Sal 91: Es bueno darte gracias, Señor.
1 Cor 15, 54-58: Gracias a Dios, que nos da la victoria por medio de nuestro Señor Jesucristo.
Lc 6, 39-45: De la abundancia del corazón habla la boca.
Entre la llanura del terreno se abren hoyos que ponen en aprietos el paso del transeúnte. Lo mejor, esquivarlos, pero no es infrecuente que, de cuando en cuando, caigamos en alguno de ellos. Los más peligrosos son los más oscuros, aquellos que la vista, aun con esfuerzo encomiable, no alcanza a penetrar en su penumbra. Los ojos se revelan incapaces para decir el contenido que oculta aquella negritud, no para alertar sobre lo capital: aquellas hondonadas son peligrosas y hay que evitarlas.
Si los ojos nos enseñan en prevención, aprendemos las más de las veces a base de caernos en uno u otro agujero. La enseñanza se obtiene no exclusivamente al salir de nuevo al nivel de la superficie, sino a ser conscientes de que no es una buena idea ser engullidos por ellos y menos aún quedarse ahí. Además, muy importante, nos enseña que carecemos de inmunidad ante todo tipo de hoyo, es decir, que somos falibles o que estamos expuestos irremediablemente a precipitarnos por cualquier agujero. Somos incapaces de mantenernos en la superficie por nosotros mismos.
Los ciegos de los que nos habla el Maestro en esta pequeña parábola carecían de estos conocimientos, no eran conscientes de su incapacidad.

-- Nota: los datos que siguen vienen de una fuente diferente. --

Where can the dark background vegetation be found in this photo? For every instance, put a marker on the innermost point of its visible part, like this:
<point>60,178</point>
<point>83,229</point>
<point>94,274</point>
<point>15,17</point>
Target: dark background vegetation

Uno por guía otro por guiado incurrían en un error común y el desastre estaba pronosticado. La misma necedad la comparten quienes reparan fácilmente en los errores de los demás sin tener en cuenta los propios. La consciencia de que “me puedo caer en cualquier momento” provoca una atención continua para evitar la caída propia, y nos hace comprensivos ante las caídas de los demás, porque donde ha resbalado él podría, perfectamente, haberme precipitado yo. Es el sentido común ante la realidad de nuestra vulnerabilidad frente a los múltiples agujeros el que nos acerca a la virtud de la humildad, gema preciosa para la sabiduría. Ella permite el subsidio y la ayuda de otros para evitar tropiezos o derrumbes, para descubrir e incluso anticipar hondonadas en el camino.
Hablando de agujeros, de la boca, orificio espléndido en el rostro, brota la palabra. Abre las puertas a dejar entrada para la comida y abre las puertas también para que salga la expresión verbal. Otra vez podemos apelar a la sabiduría adquirida entre hoyos. Lo que mane de la boca está condenado a horadar el espacio con desacierto si no se deja ayudar por la Palabra, por Jesucristo hecho carne. Él es nombrado con el nombre de Sabiduría y enseña a hablar con autoridad, con propiedad, contribuyendo con sustancia a la conversación. El corazón tocado por Él vibrará con voz sabia; el necio revela su distancia de Dios.
Ni siquiera el mayor de los hoyos, aquel hacia el cual abocan todos los demás, el ejercido por la muerte, podrá estremecer al que se ha convertido en sabio por su relación con el Señor. Él tiene palabra sabia también ante la muerte, porque Él es la Palabra crucificada y Resucitada para la gloria de Dios y del género humano. Quien quiera atravesar ese agujero con triunfo ha de aprender de Jesucristo, resucitado de entre los muertos, dejando que Él vaya por delante y fiándose de su victoria sobre todo lo que conduce a la oscuridad, a la muerte. Descubriendo a Cristo, todo lo demás parecerá necedad y toda palabra que de una u otra forma no lo pronuncia a Él tendrá insipiencia.